American male curler

Darren Lehto (born May 17, 1968) is a Canadian-American curler from Athabasca, Alberta.

He won the 2013 United States Men's Curling Championship, earning the chance to compete at the 2013 World Men's Championship in Victoria, British Columbia. They finished ninth at World's.

At the national level Lehto has also won the 2005 United States Mixed Curling Championship and the 2020 United States Senior Curling Championship.
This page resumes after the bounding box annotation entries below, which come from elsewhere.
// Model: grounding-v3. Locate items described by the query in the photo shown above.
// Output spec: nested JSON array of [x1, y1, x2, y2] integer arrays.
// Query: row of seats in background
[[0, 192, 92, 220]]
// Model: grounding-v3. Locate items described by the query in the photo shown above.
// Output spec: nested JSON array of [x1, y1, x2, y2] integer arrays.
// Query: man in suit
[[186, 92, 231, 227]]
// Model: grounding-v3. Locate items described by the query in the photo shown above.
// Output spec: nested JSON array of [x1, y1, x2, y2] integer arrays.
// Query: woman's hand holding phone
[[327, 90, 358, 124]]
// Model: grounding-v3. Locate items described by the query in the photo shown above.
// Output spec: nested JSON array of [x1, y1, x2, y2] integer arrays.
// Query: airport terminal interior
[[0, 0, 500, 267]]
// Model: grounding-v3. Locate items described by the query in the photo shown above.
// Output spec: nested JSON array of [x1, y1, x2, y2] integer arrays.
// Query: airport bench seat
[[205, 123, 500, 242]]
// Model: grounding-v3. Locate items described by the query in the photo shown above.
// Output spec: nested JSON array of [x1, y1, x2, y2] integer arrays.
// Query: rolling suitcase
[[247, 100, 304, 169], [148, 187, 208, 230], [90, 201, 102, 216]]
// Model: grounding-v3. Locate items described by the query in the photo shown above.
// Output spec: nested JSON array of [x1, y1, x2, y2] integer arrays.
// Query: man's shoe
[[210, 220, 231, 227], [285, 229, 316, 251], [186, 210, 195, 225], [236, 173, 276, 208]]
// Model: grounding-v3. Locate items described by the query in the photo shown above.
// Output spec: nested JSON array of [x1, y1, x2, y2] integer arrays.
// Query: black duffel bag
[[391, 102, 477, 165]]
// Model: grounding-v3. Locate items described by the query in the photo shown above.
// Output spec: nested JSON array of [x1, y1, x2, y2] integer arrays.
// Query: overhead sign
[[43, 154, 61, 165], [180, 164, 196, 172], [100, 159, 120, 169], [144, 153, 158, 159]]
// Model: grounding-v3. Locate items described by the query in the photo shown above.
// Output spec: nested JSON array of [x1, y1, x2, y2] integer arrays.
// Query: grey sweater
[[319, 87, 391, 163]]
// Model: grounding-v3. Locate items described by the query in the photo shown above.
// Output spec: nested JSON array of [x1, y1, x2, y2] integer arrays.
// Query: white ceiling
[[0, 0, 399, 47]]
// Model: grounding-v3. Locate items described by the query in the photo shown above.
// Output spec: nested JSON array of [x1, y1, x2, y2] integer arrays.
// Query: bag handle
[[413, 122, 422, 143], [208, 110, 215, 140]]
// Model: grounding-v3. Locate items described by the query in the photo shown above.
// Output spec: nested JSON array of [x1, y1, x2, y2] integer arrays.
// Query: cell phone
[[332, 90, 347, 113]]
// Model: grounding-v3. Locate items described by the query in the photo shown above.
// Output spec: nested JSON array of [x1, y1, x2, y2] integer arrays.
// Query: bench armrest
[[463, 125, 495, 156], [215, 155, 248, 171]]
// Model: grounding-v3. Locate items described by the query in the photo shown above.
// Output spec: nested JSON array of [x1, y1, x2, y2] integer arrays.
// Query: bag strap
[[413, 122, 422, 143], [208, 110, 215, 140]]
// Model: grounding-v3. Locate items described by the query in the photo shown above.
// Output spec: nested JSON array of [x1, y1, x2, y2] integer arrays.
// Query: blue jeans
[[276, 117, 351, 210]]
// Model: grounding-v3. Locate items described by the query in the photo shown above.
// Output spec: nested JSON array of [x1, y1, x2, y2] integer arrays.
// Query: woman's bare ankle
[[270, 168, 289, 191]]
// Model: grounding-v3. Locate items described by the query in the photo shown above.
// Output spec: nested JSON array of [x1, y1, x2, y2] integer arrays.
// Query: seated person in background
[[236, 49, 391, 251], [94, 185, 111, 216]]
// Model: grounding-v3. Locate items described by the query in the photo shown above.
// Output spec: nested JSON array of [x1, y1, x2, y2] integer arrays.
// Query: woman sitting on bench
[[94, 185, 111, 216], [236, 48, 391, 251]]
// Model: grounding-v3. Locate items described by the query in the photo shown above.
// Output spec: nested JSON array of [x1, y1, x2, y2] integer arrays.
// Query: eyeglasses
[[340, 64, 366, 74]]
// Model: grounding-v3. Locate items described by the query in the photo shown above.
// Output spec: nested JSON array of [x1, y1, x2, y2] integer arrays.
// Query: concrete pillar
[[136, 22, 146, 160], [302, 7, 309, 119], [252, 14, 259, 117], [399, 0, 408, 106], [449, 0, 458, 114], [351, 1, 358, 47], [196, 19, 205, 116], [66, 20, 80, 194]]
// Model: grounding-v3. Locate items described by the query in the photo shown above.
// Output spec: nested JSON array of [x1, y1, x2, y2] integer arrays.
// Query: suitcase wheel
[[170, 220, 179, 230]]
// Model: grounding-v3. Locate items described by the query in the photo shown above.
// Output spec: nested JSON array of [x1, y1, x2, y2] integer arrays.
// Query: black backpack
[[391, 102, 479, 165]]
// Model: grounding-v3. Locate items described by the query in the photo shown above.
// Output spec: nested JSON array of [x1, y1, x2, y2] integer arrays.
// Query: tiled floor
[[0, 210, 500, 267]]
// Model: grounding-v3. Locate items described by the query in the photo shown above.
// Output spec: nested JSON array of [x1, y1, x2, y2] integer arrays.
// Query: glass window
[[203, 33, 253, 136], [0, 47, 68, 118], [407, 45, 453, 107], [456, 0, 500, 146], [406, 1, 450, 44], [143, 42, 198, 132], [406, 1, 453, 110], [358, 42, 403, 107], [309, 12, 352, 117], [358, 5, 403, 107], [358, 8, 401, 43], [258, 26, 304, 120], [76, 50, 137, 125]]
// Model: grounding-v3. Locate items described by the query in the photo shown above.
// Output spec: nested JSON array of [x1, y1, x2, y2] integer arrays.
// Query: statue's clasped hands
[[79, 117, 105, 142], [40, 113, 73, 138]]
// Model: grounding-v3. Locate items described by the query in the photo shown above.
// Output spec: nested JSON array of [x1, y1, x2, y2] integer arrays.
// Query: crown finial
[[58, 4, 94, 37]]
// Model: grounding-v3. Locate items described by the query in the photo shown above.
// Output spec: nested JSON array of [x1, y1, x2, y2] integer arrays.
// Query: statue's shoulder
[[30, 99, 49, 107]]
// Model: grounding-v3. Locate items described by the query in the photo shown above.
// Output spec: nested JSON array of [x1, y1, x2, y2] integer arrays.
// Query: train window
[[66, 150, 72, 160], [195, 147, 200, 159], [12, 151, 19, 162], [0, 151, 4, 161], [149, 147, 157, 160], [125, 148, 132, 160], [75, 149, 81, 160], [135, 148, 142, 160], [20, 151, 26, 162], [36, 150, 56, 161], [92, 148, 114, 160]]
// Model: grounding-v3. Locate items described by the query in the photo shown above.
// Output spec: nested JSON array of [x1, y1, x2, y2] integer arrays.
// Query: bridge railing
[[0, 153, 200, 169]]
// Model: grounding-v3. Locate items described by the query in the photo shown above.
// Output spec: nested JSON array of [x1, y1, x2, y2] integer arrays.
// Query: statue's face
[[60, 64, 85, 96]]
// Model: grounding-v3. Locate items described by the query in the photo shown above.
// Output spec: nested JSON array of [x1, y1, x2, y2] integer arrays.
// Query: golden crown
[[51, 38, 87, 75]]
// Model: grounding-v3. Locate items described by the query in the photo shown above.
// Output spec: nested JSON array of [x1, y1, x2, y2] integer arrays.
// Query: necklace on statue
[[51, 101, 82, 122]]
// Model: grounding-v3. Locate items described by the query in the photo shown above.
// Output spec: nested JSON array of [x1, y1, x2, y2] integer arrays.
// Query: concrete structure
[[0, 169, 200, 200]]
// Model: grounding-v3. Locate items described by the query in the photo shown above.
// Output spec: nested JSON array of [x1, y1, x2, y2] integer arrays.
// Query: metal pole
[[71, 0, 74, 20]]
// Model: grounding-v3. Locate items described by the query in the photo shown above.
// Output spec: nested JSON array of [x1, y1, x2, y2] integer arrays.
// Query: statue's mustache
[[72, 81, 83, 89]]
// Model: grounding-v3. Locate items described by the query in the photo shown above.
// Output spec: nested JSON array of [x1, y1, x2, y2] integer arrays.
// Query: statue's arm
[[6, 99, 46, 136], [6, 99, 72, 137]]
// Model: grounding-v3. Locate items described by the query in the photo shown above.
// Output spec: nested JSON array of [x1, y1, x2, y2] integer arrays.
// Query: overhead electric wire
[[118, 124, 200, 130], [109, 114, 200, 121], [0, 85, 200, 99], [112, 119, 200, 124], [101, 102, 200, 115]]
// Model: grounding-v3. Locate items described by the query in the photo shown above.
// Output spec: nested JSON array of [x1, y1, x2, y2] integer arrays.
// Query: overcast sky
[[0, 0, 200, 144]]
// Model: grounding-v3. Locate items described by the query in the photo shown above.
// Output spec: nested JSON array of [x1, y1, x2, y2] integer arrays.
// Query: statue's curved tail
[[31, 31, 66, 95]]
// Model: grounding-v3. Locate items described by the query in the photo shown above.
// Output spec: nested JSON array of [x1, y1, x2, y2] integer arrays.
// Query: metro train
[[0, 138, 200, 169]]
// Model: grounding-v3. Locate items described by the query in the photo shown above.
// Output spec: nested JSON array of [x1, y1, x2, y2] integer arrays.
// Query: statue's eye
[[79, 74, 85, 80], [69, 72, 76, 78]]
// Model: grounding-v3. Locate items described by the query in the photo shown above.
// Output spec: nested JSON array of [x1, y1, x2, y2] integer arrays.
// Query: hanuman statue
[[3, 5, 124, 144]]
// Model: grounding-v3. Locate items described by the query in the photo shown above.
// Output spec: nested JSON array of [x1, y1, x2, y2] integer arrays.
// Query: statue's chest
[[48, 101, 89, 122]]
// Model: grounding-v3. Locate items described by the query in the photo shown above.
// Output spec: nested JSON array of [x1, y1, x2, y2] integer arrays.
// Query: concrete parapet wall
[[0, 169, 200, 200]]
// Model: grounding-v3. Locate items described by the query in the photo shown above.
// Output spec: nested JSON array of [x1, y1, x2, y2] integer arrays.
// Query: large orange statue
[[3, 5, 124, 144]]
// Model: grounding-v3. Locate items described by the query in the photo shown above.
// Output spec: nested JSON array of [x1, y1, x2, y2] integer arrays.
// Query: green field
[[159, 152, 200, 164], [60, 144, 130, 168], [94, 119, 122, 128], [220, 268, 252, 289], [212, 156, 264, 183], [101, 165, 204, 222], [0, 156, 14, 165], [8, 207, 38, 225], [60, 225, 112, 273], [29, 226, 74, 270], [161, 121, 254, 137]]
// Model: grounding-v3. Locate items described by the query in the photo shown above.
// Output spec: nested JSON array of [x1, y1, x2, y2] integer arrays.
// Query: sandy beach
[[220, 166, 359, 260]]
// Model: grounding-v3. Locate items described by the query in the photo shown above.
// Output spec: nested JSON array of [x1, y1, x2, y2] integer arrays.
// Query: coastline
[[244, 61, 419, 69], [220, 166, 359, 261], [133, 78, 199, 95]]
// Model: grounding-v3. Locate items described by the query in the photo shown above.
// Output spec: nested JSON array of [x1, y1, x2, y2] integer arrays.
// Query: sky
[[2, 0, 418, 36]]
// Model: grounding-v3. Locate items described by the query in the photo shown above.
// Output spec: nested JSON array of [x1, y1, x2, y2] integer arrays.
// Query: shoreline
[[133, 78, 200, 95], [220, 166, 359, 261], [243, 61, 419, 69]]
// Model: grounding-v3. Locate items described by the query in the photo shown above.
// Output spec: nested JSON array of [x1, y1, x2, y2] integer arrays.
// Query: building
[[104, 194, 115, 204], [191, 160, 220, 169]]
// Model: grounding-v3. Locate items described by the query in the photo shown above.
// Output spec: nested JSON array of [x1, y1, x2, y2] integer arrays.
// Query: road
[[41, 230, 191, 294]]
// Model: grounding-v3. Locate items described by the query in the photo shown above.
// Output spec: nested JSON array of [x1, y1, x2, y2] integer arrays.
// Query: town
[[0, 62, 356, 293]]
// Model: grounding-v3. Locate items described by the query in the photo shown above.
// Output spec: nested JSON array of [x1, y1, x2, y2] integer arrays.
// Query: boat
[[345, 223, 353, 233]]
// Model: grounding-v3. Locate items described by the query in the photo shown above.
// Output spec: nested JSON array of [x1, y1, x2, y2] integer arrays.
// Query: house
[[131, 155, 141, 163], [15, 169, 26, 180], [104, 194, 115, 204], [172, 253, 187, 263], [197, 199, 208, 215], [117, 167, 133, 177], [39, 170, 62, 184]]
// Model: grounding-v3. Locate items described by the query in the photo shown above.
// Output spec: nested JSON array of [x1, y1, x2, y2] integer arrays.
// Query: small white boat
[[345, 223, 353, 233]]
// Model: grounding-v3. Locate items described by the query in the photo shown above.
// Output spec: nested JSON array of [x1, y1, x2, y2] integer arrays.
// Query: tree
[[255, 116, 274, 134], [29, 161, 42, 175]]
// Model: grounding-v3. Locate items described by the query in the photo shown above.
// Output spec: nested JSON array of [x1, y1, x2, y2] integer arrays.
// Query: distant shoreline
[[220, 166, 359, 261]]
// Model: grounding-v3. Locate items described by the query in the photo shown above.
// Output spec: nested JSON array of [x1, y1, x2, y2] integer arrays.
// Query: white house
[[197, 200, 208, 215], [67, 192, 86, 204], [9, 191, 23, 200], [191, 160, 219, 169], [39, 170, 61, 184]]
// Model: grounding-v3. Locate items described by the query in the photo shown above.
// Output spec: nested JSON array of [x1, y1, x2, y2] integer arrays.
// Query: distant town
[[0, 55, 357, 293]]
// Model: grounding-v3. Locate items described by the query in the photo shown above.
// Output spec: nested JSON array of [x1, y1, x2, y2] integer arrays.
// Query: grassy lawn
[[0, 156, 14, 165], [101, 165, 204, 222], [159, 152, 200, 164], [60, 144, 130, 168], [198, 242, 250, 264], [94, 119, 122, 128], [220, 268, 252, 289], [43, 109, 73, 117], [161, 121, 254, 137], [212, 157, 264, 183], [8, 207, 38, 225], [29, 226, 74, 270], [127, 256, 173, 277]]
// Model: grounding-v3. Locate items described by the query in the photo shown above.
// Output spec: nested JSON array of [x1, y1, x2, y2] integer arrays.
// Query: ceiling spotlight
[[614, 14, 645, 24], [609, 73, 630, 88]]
The latter means he will again play on the world level, representing the United States at the 2020 World Senior Curling Championships in Kelowna, British Columbia in April, 2020.

==Teams==
===Men's===

| Season | Skip | Third | Second | Lead | Alternate | Coach | Events |
|---|---|---|---|---|---|---|---|
| 2002–03 | Craig Brown | Leon Romaniuk | Greg Romaniuk | Darren Lehto |  |  | USMCC 2003 |
| 2006–07 | Phil Tilker | Darren Lehto | Paul Lyttle | Doug Kauffman |  |  |  |
| 2009–10 | Craig Brown | Rich Ruohonen | Darren Lehto | Pete Annis |  |  |  |
| 2011–12 | Craig Brown | Darren Lehto | Leon Romaniuk | Steve Lundeen | Wes Johnson |  | USMCC 2012 (4th) |
| 2012–13 | Brady Clark | Sean Beighton | Darren Lehto | Phil Tilker | Greg Persinger (WCC) | Ken Trask | USMCC 2013 WCC 2013 (9th) |
| 2013–14 | Brady Clark | Sean Beighton | Phil Tilker | Darren Lehto |  |  |  |
| 2019–20 | Joel Larway | Doug Kauffman | Darren Lehto | John Rasmussen |  |  | USSCC 2020 |

===Mixed===

| Season | Skip | Third | Second | Lead | Events |
|---|---|---|---|---|---|
| 2004–05 | Brady Clark | Cristin Clark | Darren Lehto | Bev Walter | USMxCC 2005 |

==Personal life==
Darren Lehto started curling in 1984 at the age of 16.

He moved from Canada to the United States in 1996 and became an American citizen in 1998.

He is employed as regional sales manager with RedBuilt.